Dr. Touati Benoukraf

Decoding Uncharted Genomic Variations in Acute Myeloid Leukemia Using Long-read Sequencing Technology

Dr. Touati Benoukraf
CRC in Bioinformatics for Personalized Medicine
Faculty of Medicine

Date: October 3, 2022
Time: 1:00pm – 2:00pm.
Room: CSF 1302 

The advent of third-generation long-read sequencing has empowered the characterization of large genomic variations or structural variations (SVs) in humans, which were previously missed by second-generation short-read sequencing. However, due to the high error rate, high cost and low throughput of third-generation sequencing, its utilization in genetic studies or routine clinical investigations remain a challenge. This thesis presents a novel workflow to overcome these limitations to allow cost-efficient and comprehensive discovery of uncharted genomic variants in diseases, notably acute myeloid leukemia (AML). Specifically, we develop a long-read variant calling bioinformatics tool, NanoVar, which is proficient at characterizing SVs accurately at low sequencing depths, thereby reducing cost and labour. NanoVar demonstrates high variant calling sensitivity and precision (F1 > 0.92) amongst existing tools when benchmarked using simulated and real datasets of 4-8X depth.

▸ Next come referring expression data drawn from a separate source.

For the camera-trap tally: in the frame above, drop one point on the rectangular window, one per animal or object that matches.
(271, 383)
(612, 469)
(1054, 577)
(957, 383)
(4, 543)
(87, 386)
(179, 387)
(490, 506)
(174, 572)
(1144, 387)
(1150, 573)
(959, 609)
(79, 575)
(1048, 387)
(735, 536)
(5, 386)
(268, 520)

Leveraging on NanoVar’s capabilities, we seek to identify novel variants in AML, a disease highly associated with large genomic abnormalities. We sequenced the bone marrow mononuclear cells of 11 Asian AML patients and seven healthy donors using the Oxford Nanopore MinION platform (7-11X) and called variants using NanoVar. Using our in-house variant integration and visualization tools, we identified 80 variants that are potentially associated with AML. These variants are present in most AML samples (≥8) but absent in most normal samples (≤1). Among these variants, we discover a retrotransposon (AluYb8) insertion event with a 13 bp target-site duplication located in intron 24 of the DCC gene. This variant is present in 10 out of 11 AML samples but absent in all normal samples. Further research is required to investigate the potential molecular impacts of this insertion. Overall, our work contributes to enhancing the discovery and analysis of large genomic variants by developing three open-source bioinformatics tools. Our AML variant database may serve as a platform for future research into new biomarkers or druggable targets in AML.